Wednesday, May 5, 2010

Depth of Field (DOF)

Depth if field is a bit of camera jargon that crops up all the time. Essentially it means the distance from the lens that is in focus. You control this using the aperture - a wide aperture e.g. f2.8 gives a very narrow DOF (I prefer to use "shallow") and a small aperture e.g. f20 gives a wide DOF (again I think "deep" makes more sense). It's confusing but the smaller the "f-number" the larger the aperture i.e. the hole through which the light passes into the lens.

This is much easier to demonstrate with some shots I've taken. Here for example I've used f2.8 and you can see that only the first dice is in focus.

This shot has been taken at f8.0 and already you can see that more of the dice are now in focus (please no comments about my incorrect use of die and dice!!)

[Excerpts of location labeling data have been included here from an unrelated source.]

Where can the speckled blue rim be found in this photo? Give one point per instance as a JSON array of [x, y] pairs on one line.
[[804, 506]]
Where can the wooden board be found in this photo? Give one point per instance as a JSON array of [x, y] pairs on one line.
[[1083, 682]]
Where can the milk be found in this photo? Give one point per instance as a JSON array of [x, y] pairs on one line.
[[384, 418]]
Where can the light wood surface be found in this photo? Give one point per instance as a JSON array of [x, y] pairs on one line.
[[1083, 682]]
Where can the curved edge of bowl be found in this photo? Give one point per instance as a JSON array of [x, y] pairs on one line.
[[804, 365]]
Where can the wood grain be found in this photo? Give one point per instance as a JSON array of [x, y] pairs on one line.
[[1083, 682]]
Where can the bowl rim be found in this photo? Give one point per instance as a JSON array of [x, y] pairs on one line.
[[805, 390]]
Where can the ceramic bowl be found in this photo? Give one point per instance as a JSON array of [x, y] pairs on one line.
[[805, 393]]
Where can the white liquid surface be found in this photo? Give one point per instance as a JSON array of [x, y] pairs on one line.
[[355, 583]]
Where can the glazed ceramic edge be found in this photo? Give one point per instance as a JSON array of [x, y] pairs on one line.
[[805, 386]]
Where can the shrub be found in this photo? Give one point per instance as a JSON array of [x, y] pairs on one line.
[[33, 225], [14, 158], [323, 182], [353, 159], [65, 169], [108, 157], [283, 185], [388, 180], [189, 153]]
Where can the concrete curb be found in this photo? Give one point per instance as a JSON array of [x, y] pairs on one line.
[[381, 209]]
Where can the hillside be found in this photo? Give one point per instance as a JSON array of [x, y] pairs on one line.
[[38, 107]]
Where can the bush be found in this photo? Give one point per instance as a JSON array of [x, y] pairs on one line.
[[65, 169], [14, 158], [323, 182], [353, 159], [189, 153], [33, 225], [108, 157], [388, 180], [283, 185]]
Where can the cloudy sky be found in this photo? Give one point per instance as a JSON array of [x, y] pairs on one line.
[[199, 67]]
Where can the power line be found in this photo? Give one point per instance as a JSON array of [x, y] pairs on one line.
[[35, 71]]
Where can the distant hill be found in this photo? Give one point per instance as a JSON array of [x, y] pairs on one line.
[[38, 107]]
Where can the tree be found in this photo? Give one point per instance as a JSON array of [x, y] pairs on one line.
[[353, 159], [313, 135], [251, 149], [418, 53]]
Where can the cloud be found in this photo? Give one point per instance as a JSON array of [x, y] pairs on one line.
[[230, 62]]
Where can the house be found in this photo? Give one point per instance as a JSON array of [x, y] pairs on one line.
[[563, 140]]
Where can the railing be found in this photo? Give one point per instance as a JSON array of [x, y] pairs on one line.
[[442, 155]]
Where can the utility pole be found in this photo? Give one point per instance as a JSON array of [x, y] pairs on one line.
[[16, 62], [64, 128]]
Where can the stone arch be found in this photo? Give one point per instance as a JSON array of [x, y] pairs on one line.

This final shot has been taken with an aperture of f20 (or f22 - I can't remember) and it's pretty obvious that much more of the shot has come into focus.

Once you stop using auto mode, aperture priority is probably the next mode to get to know on your camera. There are a few basics to remember though. Larger f-numbers let in less light and your camera will normally compensate by decreasing the shutter speed. Unless the available light is bright your shutter speed will be very low and the camera shake will be noticeable.

Conversely, too large an aperture may cause abberations and fringing of ojects so your maximum aperture should normally be avoided in all but top end lenses. I'll talk more about these problems in another post.